Well, two can play at this game. I shift out of the pit and do what I should have done earlier: summon my Avian Pomps. In a few moments they line the fence like something out of Hitchcock’s
The Birds
. I tell them to wait there, that this may not be as bad as I think.

There’s a mask painted over the door of Morrigan’s neighbor’s house. It’s glowing softly. Do they know I’m here? Are there masks glowing inside?

I kick the door open. My skin crawls, like it’s trying to slip my bones and get the hell out of there.

The room is a basic plan, one of those cookie-cutter homes, door leading into a living room, leading into a kitchen. Bedrooms and bathroom presumably tucked away down a corridor to the right. Someone put in a real effort to make something of it though. There are paintings on the walls, two broad bookcases filled with books, or what once were
books. They’re ash now, the bookcases burnt black. The paintings are smeared with excrement and old blood, but the real show is on the ceiling, bound there in wire. Half-a-dozen Stirrers. And they can no longer be mistaken for human. Eyeless, their fingers scarred and black from tip to palm. They scratch about overhead, like newly woken things. I wonder if my presence has somehow activated them.

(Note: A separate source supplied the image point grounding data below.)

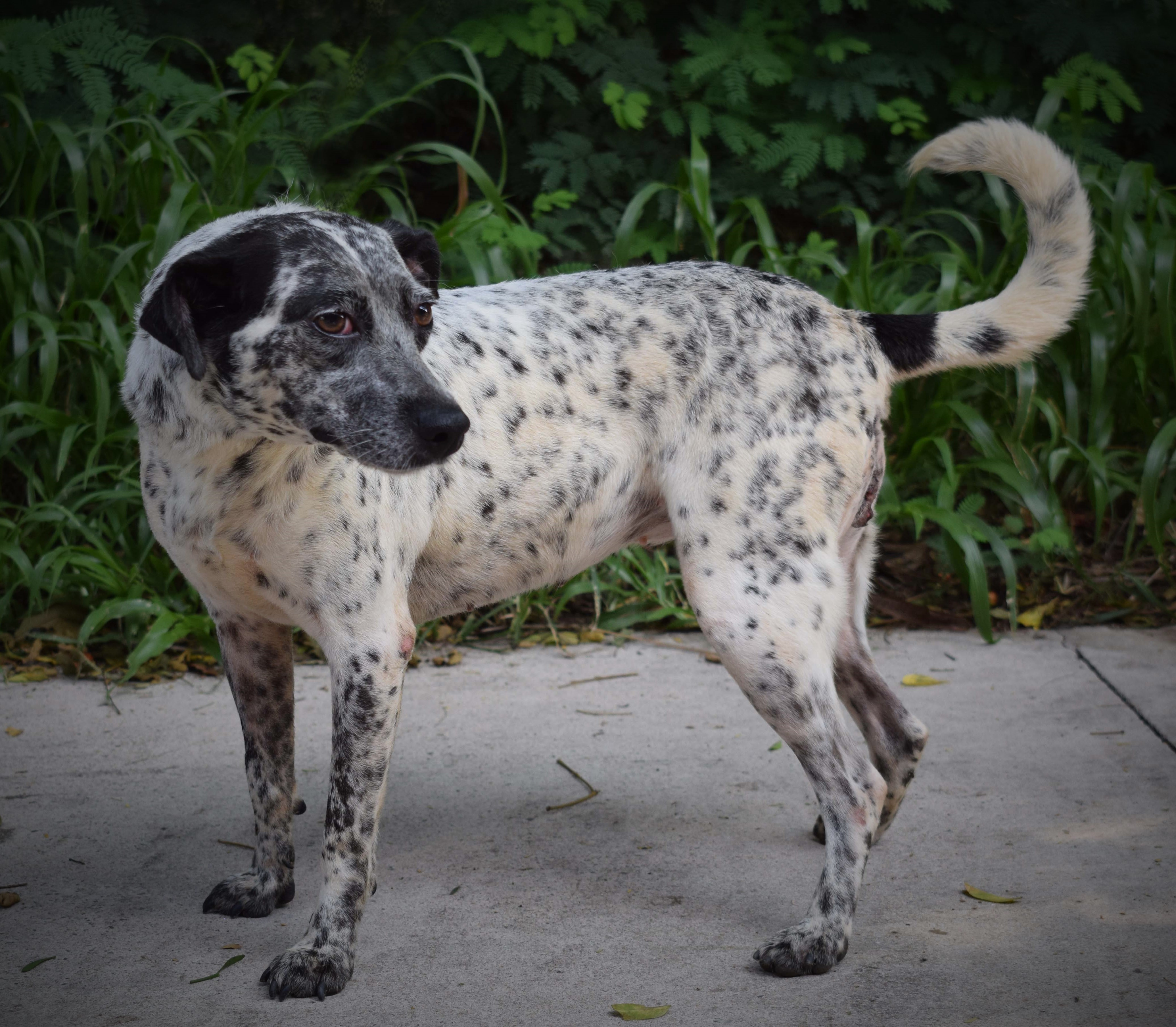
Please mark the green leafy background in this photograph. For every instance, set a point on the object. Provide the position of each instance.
(539, 138)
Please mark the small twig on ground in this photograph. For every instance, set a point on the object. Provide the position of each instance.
(110, 698)
(598, 678)
(661, 645)
(592, 792)
(555, 635)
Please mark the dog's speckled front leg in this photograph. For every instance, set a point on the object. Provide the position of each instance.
(367, 672)
(259, 663)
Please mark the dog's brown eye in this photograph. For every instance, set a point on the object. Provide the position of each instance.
(336, 323)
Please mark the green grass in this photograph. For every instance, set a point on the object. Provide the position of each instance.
(1007, 473)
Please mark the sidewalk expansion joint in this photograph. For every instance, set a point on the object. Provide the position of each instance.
(1127, 702)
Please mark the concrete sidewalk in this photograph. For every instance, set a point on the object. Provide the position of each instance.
(1039, 782)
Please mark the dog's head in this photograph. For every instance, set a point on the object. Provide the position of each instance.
(307, 326)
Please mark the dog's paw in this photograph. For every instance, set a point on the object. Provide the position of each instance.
(254, 893)
(807, 949)
(307, 972)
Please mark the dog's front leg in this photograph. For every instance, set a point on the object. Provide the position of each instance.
(367, 671)
(259, 664)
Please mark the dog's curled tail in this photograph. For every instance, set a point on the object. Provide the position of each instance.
(1047, 291)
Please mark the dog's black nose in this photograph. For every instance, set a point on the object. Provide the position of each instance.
(441, 428)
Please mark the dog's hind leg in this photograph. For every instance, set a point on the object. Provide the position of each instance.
(259, 664)
(772, 611)
(895, 738)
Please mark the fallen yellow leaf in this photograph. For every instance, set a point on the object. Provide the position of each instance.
(920, 680)
(34, 674)
(987, 897)
(632, 1011)
(1033, 617)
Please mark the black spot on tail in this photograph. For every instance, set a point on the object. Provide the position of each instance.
(989, 339)
(908, 340)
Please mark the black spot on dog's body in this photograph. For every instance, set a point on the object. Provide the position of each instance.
(908, 340)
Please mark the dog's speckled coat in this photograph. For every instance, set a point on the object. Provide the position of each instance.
(300, 478)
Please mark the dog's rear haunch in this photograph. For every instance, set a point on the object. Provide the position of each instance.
(327, 441)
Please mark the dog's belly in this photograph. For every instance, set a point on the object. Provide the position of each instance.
(486, 546)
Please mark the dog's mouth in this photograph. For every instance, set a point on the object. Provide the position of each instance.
(424, 437)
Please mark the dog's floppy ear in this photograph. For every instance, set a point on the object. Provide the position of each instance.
(176, 313)
(419, 251)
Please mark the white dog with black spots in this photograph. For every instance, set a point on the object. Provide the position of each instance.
(329, 441)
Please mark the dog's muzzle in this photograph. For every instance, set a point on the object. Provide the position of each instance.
(440, 430)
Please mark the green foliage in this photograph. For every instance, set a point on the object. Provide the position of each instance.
(794, 116)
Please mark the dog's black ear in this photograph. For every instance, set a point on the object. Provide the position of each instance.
(177, 311)
(419, 251)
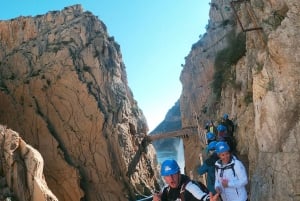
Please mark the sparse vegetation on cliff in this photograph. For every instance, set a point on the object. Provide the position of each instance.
(226, 58)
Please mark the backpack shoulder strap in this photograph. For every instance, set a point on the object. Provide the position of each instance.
(182, 189)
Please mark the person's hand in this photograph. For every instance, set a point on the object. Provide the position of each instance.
(218, 190)
(157, 197)
(225, 183)
(213, 197)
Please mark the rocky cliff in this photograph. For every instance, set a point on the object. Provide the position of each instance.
(247, 65)
(63, 87)
(21, 170)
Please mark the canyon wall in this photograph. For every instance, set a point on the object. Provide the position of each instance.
(63, 88)
(257, 86)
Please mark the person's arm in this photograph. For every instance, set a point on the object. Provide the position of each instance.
(241, 178)
(218, 185)
(202, 169)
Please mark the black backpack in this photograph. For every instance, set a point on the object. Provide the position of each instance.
(198, 183)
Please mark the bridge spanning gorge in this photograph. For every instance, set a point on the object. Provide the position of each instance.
(184, 132)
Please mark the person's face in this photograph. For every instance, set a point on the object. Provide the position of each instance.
(172, 180)
(225, 157)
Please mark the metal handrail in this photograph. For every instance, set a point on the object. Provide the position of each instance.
(146, 198)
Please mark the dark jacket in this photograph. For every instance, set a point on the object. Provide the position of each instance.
(209, 168)
(192, 191)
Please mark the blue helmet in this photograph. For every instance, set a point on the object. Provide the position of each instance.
(221, 128)
(210, 136)
(222, 147)
(212, 145)
(225, 116)
(169, 167)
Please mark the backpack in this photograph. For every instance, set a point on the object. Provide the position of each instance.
(231, 166)
(198, 183)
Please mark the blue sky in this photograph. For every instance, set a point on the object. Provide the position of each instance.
(155, 36)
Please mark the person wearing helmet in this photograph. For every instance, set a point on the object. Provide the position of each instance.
(222, 132)
(208, 167)
(228, 123)
(179, 186)
(231, 176)
(210, 137)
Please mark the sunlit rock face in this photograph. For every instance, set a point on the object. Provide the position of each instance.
(63, 87)
(21, 168)
(260, 91)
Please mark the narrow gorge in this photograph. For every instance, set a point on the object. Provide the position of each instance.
(65, 102)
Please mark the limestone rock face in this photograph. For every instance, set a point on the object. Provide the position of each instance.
(22, 165)
(63, 87)
(260, 91)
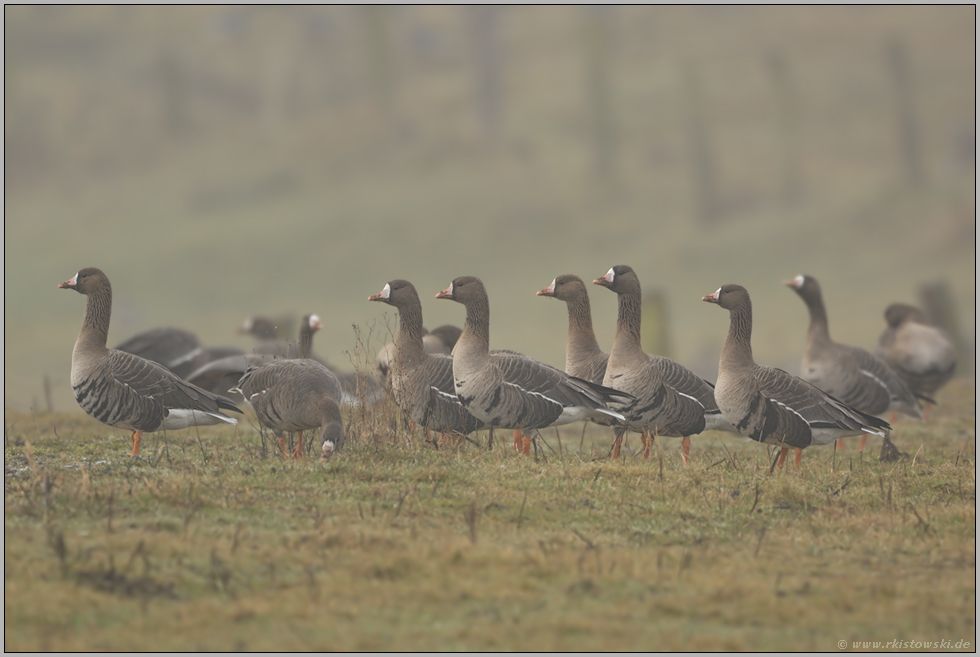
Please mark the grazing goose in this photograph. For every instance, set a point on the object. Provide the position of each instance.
(422, 382)
(296, 396)
(850, 374)
(769, 405)
(222, 375)
(509, 390)
(262, 328)
(671, 400)
(126, 391)
(921, 354)
(431, 343)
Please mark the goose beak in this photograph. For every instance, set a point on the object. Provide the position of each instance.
(445, 294)
(382, 295)
(70, 284)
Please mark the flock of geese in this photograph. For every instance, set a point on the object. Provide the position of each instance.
(450, 382)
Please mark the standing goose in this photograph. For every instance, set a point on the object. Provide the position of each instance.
(769, 405)
(296, 396)
(422, 382)
(509, 390)
(671, 400)
(583, 357)
(850, 374)
(126, 391)
(921, 354)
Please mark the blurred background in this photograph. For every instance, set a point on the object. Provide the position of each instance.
(224, 162)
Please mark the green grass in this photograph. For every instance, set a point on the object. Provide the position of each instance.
(263, 210)
(211, 541)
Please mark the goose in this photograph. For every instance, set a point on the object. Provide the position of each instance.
(123, 390)
(851, 374)
(296, 396)
(770, 405)
(921, 354)
(507, 389)
(178, 350)
(421, 381)
(671, 400)
(220, 376)
(261, 328)
(432, 343)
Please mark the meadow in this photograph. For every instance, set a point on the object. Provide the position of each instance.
(212, 541)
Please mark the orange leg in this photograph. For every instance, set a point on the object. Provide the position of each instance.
(617, 443)
(298, 449)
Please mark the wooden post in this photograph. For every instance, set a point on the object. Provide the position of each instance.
(787, 106)
(701, 160)
(598, 41)
(654, 324)
(908, 134)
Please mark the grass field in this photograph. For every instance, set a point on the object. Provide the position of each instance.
(211, 541)
(272, 182)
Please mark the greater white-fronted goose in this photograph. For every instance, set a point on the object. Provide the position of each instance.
(422, 382)
(772, 406)
(671, 400)
(296, 396)
(921, 354)
(221, 376)
(509, 390)
(262, 328)
(126, 391)
(851, 374)
(583, 357)
(178, 350)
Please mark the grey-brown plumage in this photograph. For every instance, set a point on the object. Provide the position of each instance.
(851, 374)
(178, 350)
(422, 382)
(509, 390)
(671, 400)
(262, 328)
(921, 354)
(296, 396)
(124, 390)
(583, 357)
(769, 405)
(221, 376)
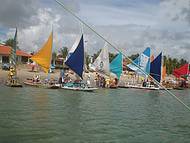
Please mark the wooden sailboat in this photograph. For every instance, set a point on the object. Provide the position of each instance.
(116, 67)
(153, 68)
(13, 80)
(181, 74)
(76, 63)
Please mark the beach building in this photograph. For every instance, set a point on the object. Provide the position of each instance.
(22, 57)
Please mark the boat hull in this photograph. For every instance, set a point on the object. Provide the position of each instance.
(90, 89)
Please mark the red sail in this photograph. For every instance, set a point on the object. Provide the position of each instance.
(183, 70)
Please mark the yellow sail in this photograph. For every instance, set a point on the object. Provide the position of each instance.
(43, 56)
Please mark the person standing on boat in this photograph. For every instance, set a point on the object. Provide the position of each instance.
(88, 81)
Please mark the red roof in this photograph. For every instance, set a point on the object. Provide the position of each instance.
(5, 50)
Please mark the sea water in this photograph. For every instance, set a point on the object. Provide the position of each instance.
(35, 115)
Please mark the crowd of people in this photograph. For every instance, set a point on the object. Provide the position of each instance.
(105, 82)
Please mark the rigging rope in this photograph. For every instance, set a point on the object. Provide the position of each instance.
(78, 18)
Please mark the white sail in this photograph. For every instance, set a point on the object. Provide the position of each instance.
(101, 64)
(73, 47)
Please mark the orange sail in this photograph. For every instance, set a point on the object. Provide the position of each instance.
(43, 56)
(163, 72)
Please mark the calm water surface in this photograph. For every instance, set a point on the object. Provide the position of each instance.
(34, 115)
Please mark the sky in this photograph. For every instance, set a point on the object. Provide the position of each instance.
(131, 25)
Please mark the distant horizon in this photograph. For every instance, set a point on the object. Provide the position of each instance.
(131, 25)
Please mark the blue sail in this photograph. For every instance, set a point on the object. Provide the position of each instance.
(76, 59)
(155, 67)
(116, 65)
(143, 61)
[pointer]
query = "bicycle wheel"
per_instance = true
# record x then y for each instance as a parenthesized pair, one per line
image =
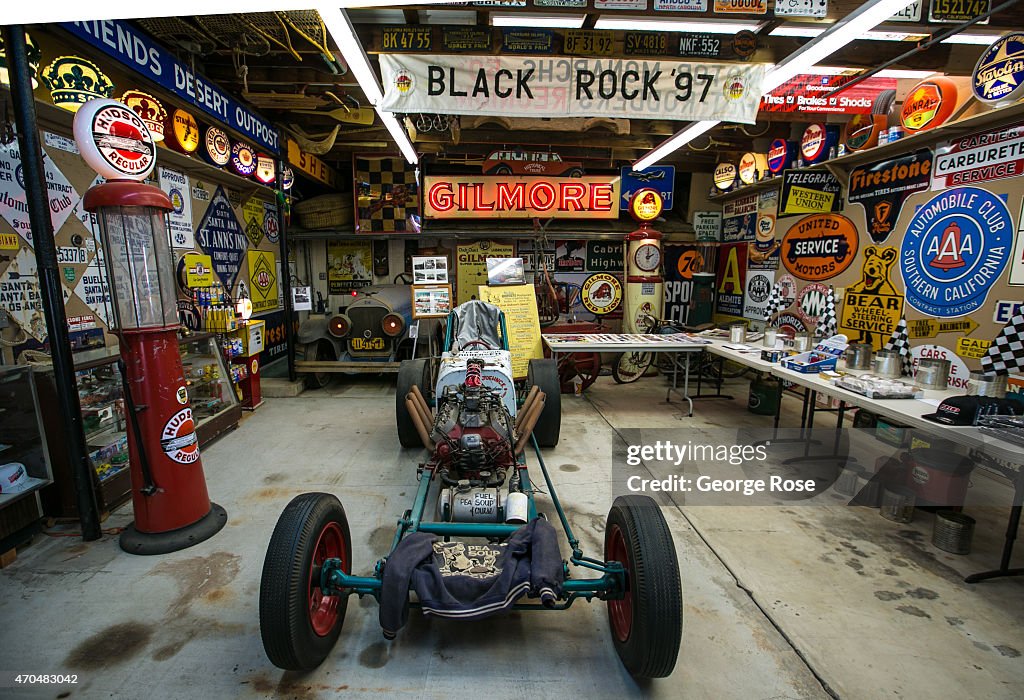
(630, 366)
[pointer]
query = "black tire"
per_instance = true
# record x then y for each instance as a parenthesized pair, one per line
(286, 596)
(321, 350)
(630, 366)
(648, 641)
(544, 375)
(411, 373)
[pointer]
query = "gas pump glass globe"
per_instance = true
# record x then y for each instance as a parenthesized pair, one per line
(139, 268)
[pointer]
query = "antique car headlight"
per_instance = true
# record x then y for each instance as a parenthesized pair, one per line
(392, 324)
(339, 325)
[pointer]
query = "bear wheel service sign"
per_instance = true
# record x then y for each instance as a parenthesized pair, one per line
(954, 250)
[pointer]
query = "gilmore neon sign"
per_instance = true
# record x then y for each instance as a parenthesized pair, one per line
(484, 197)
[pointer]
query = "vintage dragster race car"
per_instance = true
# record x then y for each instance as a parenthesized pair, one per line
(486, 550)
(370, 333)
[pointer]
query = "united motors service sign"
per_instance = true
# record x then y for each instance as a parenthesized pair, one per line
(571, 87)
(486, 197)
(954, 249)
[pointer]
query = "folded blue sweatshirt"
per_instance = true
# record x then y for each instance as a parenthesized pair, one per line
(470, 581)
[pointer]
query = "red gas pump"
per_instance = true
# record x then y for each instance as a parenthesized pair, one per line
(169, 495)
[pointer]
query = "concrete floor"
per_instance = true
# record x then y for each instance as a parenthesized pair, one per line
(780, 602)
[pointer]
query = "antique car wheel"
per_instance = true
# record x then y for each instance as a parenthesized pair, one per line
(321, 351)
(411, 373)
(544, 375)
(299, 624)
(647, 622)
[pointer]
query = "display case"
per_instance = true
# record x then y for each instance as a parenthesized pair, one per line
(24, 461)
(100, 395)
(214, 402)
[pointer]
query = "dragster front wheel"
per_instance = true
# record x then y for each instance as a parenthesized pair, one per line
(299, 624)
(647, 622)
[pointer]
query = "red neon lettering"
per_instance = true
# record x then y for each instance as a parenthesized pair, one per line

The floor is covered in what I suspect is dried fecal matter and pus. Something drops to the ground from the ceiling. A twisted little white shape. A maggot of some sort. There’s a loud sniffing, snuffling sound coming from above my head. The creatures no longer require breath, it’s a desiccated sort of snorting.

I heft Mog in one hand and swing, cutting through wire and flesh. The first Stirrer falls, squealing like a pig. It grabs at my legs as I stall it. Its soul tears through me. There’s nothing delicate or subtle about that pain. This is a Stirrer long in its host and it doesn’t want to go. I take the next one as swiftly as I can. And the next. The air crackles, something builds. I look to the Stirrer in the far corner of the room. Its fingertips are consumed by blue flame. The flesh along its limbs darkens and bubbles.

A burst of electricity strikes me.

I’m hurled back through the doorway. My heart stops, only to start up again. No easy way to death for me. The stench of burning hair fills the room. My hair!

The Stirrer cackles a breathy whistling chortle that can’t be described as human.

Thing is, I’m not human either.

And I’m not alone.

Crows and sparrows fill the room. Beaks drive through flesh, claws scratch. Dry blood rains down. In a furious confusion of feathers and avian screams the Stirrers are stalled.

There are more in the other rooms. But we are swift in dispatching them. We’ve had plenty of practice.

When the job is done. I stagger outside, run a hand over my healing scalp. There’s no chance of hair for weeks.

Well, that just makes me angrier.

The next three houses are worse, though I negotiate their lawns carefully to avoid any traps and I use my Avians without hesitation. Fire and feathers and screams, though I think there’s no one left to hear them. They’ve used families. Kids and adults. They’ve made an aberration of suburbia, they’ve cut out the heart of the world where I grew up and reinserted howling pod people.

Each stall becomes dirtier and grimmer. But I do the work, and I do it without complaint. There’s a satisfaction to it.

When I’m almost done, one of the last Stirrers stalling beneath my bloody fingers, crows dispatching the rest, my phone rings.

It’s Tim.

“I’m back, mate.”

The silence down the other end of the line extends for painful moments. “Yeah. I had to find out from Cerbo. Cerbo, of all bloody people. Oh, then the other Ankous, talking about you, fucking tweeting about you, about how confident you seemed—statesmanlike, would you believe. Couldn’t you have at least called? Let me know that you were OK?”

“I was going to, but I had to follow a hunch first.”

“What hunch?”

The Stirrer hangs limply from its chains, my bloody palm print across its face.